先頭にいたサウロの斬撃をいなしそのまま体ごと後ろへと流す、そしてすぐさま後方の二人の元へ走る。
剣を振りかぶっていた男のどてっ腹を殴り飛ばす。魔力付与はしていなかった為死ぬ事は無いだろうが割と本気で殴った為しばらくの間は動けない筈。
そしてその直後、反対側にいたフードへとサンダーランスを飛ばす。
まさかこちらが無詠唱で魔法を使えるとは思っていなかったのか、ほぼ無抵抗のまま男に魔法が突き刺さる。そして二、三痙攣した後そのまま男は倒れた。
そこまで行ってようやく見えた宿敵の顔、その顔は動揺の色を隠せておらず迫りくる脅威にただただ怯えている様に見えた。

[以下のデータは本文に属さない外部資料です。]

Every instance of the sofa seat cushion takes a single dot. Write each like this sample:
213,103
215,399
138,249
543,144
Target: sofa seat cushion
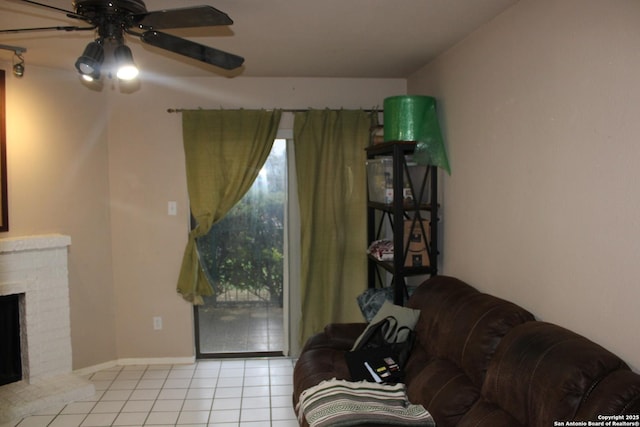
486,414
338,402
444,389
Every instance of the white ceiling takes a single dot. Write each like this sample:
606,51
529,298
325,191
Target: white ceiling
277,38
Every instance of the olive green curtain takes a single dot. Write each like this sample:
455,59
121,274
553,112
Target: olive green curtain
224,152
330,165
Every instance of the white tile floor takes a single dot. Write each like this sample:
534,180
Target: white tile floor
220,393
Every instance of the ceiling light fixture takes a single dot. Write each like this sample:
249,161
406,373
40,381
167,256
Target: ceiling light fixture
127,69
89,63
18,60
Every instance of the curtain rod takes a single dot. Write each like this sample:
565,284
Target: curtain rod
284,110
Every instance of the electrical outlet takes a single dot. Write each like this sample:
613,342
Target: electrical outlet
172,208
157,323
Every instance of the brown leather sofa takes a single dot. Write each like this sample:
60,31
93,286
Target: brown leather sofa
485,362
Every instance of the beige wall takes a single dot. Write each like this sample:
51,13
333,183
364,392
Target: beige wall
540,113
57,183
101,167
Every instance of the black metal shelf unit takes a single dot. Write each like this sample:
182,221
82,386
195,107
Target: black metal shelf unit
413,214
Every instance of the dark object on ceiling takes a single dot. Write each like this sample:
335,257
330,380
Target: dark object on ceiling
112,19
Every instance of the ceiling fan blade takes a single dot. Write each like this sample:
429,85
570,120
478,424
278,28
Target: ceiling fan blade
58,28
199,16
193,50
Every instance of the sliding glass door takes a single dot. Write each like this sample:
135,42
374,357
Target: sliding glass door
243,257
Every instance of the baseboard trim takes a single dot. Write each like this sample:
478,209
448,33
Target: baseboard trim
136,361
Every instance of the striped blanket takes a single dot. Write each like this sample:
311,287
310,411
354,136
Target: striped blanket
338,403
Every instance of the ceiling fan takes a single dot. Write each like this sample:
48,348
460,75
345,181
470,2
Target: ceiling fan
112,19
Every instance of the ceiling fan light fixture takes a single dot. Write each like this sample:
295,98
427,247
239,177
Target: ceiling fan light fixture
18,67
89,63
127,69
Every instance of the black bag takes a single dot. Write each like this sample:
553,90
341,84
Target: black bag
380,355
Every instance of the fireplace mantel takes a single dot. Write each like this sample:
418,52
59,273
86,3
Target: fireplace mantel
36,268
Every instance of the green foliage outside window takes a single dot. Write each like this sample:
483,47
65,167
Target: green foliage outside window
244,250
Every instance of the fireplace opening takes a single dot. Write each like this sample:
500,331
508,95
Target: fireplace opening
10,353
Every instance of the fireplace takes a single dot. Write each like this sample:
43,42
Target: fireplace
10,353
34,272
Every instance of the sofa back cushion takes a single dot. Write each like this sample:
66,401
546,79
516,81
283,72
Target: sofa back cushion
457,334
543,373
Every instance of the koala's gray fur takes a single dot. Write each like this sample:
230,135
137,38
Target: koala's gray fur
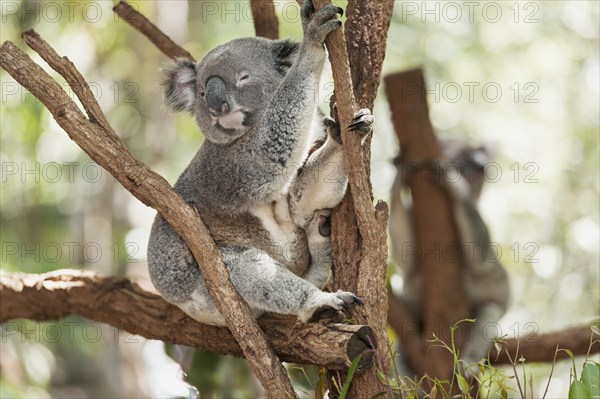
485,280
253,181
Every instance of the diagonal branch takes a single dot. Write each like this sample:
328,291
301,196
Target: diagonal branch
444,298
108,150
124,305
359,232
148,29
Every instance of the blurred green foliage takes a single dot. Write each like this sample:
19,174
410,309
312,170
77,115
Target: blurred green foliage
57,209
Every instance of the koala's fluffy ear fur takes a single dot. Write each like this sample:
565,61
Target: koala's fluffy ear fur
285,52
180,86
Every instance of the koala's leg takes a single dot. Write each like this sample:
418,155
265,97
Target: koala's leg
268,287
321,182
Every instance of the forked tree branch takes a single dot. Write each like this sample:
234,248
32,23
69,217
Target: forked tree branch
124,305
444,299
101,143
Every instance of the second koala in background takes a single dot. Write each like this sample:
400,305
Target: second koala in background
484,279
254,181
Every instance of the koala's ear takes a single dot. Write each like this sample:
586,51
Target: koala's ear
180,85
285,53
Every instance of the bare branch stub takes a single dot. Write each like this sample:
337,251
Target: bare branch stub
124,305
265,19
109,151
148,29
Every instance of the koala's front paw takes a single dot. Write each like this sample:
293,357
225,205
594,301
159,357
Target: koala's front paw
328,303
362,123
317,25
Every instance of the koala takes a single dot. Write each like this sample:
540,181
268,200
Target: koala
462,174
255,181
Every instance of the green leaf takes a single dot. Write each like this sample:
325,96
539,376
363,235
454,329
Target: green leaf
462,384
578,391
590,377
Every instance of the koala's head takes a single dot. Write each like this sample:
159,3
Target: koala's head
230,88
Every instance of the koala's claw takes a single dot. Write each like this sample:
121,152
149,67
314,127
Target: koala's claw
362,122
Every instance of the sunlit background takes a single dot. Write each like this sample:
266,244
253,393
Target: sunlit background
521,77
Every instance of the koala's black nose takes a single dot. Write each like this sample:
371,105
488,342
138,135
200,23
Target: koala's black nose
216,97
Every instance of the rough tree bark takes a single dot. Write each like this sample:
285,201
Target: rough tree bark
444,298
101,143
124,305
148,29
533,348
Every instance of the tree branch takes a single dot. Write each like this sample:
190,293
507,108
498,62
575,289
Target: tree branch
265,19
359,232
533,348
148,29
109,151
124,305
444,298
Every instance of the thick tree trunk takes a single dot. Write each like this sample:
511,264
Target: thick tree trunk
124,305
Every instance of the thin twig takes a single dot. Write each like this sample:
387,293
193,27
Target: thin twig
125,305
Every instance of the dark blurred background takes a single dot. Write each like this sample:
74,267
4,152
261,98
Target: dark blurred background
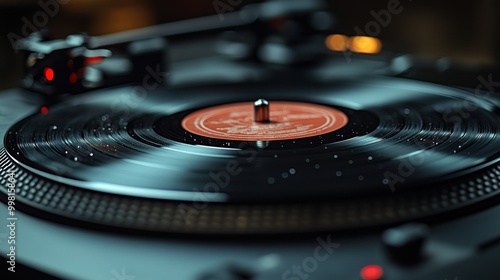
464,31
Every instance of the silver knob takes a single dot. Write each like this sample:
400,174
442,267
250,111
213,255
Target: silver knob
261,110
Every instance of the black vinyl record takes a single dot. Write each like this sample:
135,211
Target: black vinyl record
400,136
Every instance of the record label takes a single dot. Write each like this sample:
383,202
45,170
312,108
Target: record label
288,120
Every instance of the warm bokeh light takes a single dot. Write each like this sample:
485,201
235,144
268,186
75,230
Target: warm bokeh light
366,45
337,42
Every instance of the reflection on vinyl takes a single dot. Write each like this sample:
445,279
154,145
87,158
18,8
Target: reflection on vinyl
322,146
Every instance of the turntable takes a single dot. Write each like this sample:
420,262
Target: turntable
272,159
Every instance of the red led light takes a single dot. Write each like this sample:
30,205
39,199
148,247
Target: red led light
93,60
48,73
73,77
372,272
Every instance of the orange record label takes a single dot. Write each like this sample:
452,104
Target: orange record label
288,120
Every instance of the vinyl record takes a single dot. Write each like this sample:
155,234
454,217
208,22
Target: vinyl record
323,143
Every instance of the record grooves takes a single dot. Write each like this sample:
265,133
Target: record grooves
134,213
391,159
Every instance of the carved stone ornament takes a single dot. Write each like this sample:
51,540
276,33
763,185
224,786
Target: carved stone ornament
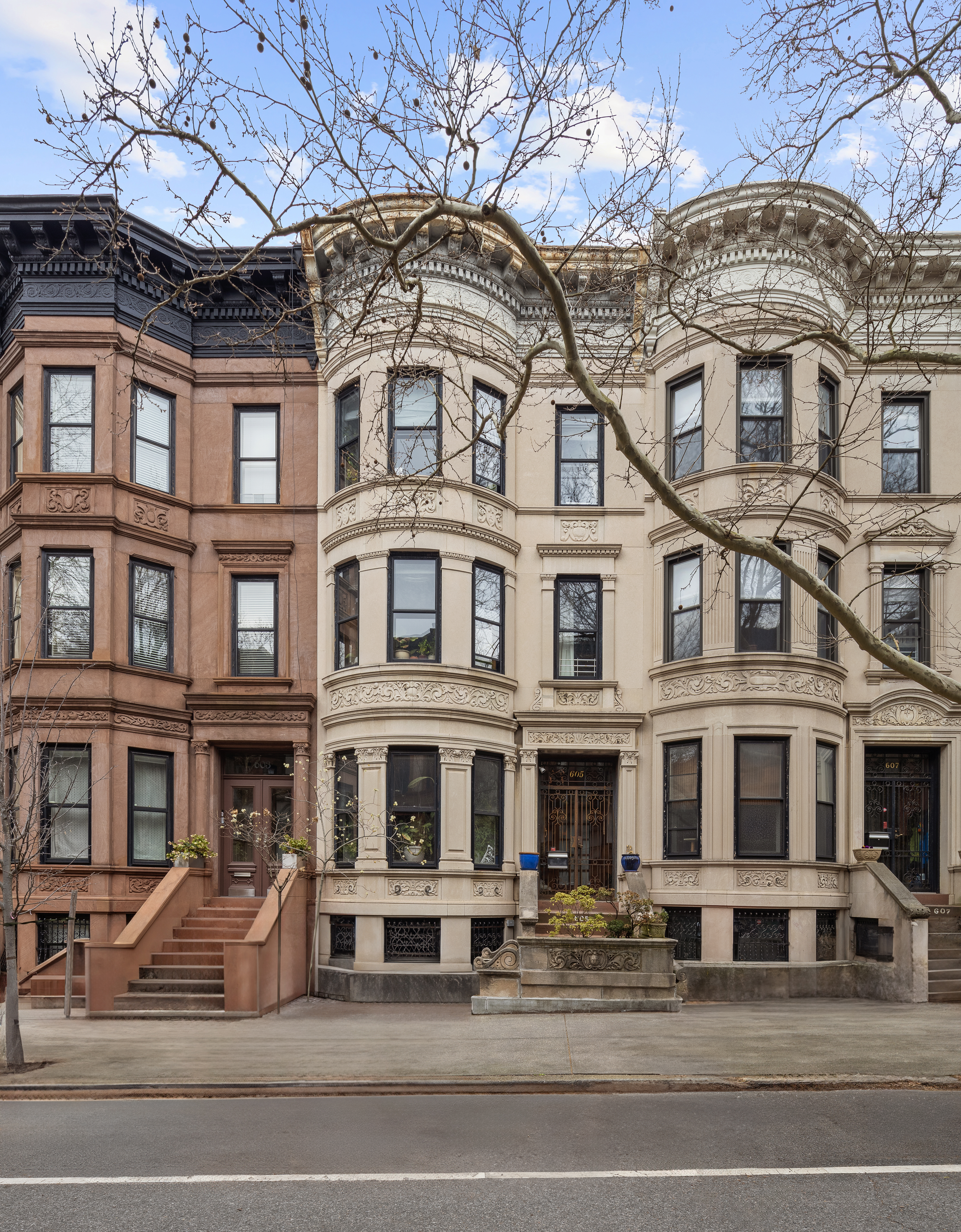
771,879
711,684
593,959
580,530
151,515
68,501
408,888
419,693
488,889
507,958
682,878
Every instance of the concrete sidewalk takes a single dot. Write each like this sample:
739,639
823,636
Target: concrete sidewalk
315,1040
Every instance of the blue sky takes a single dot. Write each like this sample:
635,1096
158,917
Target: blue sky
38,55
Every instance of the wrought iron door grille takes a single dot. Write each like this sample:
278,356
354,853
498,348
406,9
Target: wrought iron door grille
343,936
827,936
486,934
52,934
761,937
684,924
411,941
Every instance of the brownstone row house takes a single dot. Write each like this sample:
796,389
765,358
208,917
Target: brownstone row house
158,546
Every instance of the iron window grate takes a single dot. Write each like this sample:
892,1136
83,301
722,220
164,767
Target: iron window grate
406,941
761,937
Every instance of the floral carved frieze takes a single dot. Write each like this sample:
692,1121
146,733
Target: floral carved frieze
769,879
419,693
802,684
68,501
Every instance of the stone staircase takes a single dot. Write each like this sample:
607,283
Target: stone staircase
187,979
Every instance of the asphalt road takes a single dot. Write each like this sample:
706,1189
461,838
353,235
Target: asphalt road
490,1134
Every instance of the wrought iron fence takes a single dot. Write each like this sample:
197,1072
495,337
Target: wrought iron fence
411,941
761,937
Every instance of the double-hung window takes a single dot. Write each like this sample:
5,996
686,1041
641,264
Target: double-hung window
827,624
761,800
257,447
488,618
414,603
254,626
826,791
905,447
828,427
763,613
66,793
17,433
152,608
413,812
686,430
68,605
487,810
153,439
414,428
683,800
580,456
68,414
905,610
763,419
577,629
151,806
683,636
348,437
347,608
488,445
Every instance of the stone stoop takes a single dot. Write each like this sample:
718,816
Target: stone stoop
187,979
944,952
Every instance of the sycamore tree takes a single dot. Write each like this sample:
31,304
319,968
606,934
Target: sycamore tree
474,129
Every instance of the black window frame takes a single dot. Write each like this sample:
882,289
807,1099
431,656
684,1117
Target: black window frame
922,401
785,742
343,620
392,862
235,630
599,461
669,614
268,408
70,371
14,439
480,440
599,630
47,554
671,390
484,756
784,365
46,858
413,556
437,376
925,607
171,449
169,830
828,444
341,483
135,563
667,801
784,629
488,568
819,854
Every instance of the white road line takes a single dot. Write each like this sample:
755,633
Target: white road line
343,1177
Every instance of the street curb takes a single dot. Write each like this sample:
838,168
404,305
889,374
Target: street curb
466,1086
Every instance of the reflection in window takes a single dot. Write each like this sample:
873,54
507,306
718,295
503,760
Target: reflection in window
414,609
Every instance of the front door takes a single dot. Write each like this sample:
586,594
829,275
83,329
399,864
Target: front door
901,814
576,825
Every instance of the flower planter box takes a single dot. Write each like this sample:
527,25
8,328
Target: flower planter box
566,975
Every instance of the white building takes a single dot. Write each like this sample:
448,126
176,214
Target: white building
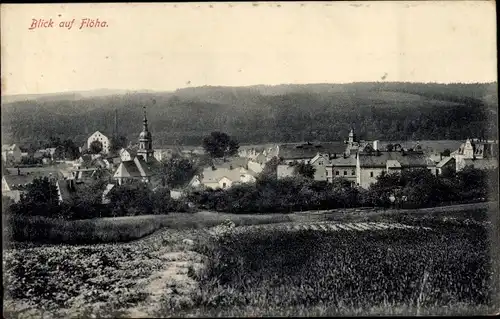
11,153
98,136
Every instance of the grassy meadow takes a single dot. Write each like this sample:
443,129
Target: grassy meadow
265,271
43,230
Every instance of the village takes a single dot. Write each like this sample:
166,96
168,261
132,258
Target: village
357,161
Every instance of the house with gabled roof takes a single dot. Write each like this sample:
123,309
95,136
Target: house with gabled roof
11,153
370,165
224,174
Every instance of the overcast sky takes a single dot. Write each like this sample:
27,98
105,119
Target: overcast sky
165,47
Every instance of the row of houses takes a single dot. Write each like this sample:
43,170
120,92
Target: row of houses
362,162
12,154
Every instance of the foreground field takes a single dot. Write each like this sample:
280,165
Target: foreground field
309,272
370,264
108,280
27,231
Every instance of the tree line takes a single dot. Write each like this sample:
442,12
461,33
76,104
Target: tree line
380,111
410,189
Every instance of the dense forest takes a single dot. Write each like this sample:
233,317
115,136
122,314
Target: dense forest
259,114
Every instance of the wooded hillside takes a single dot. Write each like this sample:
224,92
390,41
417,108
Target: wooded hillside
258,114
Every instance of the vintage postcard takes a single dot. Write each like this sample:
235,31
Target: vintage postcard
249,159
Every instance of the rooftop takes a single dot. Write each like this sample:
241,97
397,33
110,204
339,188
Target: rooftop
404,159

まさかここまであっさりと自分の元へと辿り着かれるとは思っていなかったのか、それとも俺が同じ人間相手になら手を出せないとでも思っていたのか。なにはともあれ奴にとっても色々と想定外の事が起きている様だった。
「てめーだけは殺す。死ね」
「させるかぁ!」
後ろにいたサウロの強烈な斬撃が襲い掛かる。それを受けきるには、片手な事に加え魔力付与もしていないこの状況では流石にキツイものがあった。
「っぐ!―――ほんとに……出来れば傷つけたくなかったんだけどな…」
そんな誰の耳にも届かない様な小さな呟き。その呟きを最後に俺は覚悟を決める。